Cette opération mobilise divers équipements, des drones aux hélicoptères en passant par les avions de combat. Il s'agit d'une partie de l'opération "Hawkeye Strike" - une mission de représailles lancée après la mort de deux soldats américains à Palmyre le 13 décembre 2025. Selon CENTCOM, les États-Unis ont tué ou arrêté plus de 50 combattants de l'EI au cours des deux derniers mois.
Il est à noter que la frappe aérienne s'est déroulée en même temps que la remise par les États-Unis d'importants avant-postes à l'armée syrienne. Le 11 février 2026, CENTCOM a confirmé avoir achevé le retrait des troupes de la base d'Al-Tanf dans le sud-est de la Syrie. La partie syrienne a également confirmé avoir repris cette base après une coordination étroite avec les forces américaines.
Outre Al-Tanf, de nombreuses sources indiquent que l'armée américaine se prépare également à quitter la base d'Al-Shaddadi dans la province de Hasakah. Des avions de transport militaires ont été vus déplaçant continuellement des équipements hors de cette zone tout au long du mois de février 2026 pour se déplacer vers d'autres bases en Irak ou dans les environs.

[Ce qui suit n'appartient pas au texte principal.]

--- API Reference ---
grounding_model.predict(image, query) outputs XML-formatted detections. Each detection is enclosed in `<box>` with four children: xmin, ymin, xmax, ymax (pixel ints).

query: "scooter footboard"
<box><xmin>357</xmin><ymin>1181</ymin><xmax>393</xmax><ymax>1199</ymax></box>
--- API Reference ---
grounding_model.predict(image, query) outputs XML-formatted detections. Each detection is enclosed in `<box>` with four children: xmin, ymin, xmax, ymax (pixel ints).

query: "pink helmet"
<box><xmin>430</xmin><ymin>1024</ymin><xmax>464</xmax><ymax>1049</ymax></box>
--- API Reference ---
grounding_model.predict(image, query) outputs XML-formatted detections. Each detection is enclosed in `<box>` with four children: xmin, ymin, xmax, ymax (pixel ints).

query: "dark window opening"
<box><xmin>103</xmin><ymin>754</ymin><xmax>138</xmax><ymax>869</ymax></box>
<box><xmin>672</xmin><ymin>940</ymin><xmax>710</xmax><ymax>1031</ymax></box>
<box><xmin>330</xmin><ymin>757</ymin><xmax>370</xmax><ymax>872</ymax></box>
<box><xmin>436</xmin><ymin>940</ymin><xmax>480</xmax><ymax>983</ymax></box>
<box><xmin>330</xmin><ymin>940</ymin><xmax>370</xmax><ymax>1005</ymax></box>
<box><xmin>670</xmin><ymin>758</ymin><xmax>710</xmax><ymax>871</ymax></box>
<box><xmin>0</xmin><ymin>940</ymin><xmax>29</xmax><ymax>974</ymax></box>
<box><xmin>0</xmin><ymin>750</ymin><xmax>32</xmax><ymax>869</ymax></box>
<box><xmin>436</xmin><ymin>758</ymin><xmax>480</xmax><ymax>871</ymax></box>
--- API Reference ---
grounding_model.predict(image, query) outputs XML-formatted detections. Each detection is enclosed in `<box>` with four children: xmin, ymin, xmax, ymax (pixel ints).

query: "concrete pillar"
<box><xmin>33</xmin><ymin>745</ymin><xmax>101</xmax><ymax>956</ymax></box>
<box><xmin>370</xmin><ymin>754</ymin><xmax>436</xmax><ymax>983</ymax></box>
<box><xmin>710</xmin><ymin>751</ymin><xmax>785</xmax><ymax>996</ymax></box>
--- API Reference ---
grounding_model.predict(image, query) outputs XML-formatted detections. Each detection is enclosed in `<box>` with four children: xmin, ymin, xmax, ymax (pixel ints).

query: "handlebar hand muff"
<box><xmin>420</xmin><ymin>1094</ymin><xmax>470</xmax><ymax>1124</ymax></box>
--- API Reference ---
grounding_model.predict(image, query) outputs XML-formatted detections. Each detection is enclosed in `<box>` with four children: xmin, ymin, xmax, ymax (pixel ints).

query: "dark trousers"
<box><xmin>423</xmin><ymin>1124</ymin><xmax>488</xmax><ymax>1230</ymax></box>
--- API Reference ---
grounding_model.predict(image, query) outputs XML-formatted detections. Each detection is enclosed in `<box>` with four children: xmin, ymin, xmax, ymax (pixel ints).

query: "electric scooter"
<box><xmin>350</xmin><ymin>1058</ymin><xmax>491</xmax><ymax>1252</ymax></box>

Parallèlement aux opérations militaires, les États-Unis et leurs partenaires ont achevé le transfert de plus de 5 700 prisonniers de l'EI de Syrie vers l'Irak. Le processus de transfert a commencé le 21 janvier et s'est terminé le 12 février sous la protection stricte de l'armée de l'air interarmées. Le transfert des prisonniers devrait permettre d'empêcher le risque de résurgence de l'EI sur le territoire syrien.
Depuis l'effondrement de l'ancien gouvernement à la fin de 2024, les États-Unis ont étendu leur opération en Syrie et coopèrent étroitement avec le gouvernement intérimaire du Premier ministre Ahmed al-Sharaa. Ces mouvements de retrait de troupes et de frappes aériennes décisives montrent un changement majeur dans la stratégie de présence américaine dans ce pays du Moyen-Orient.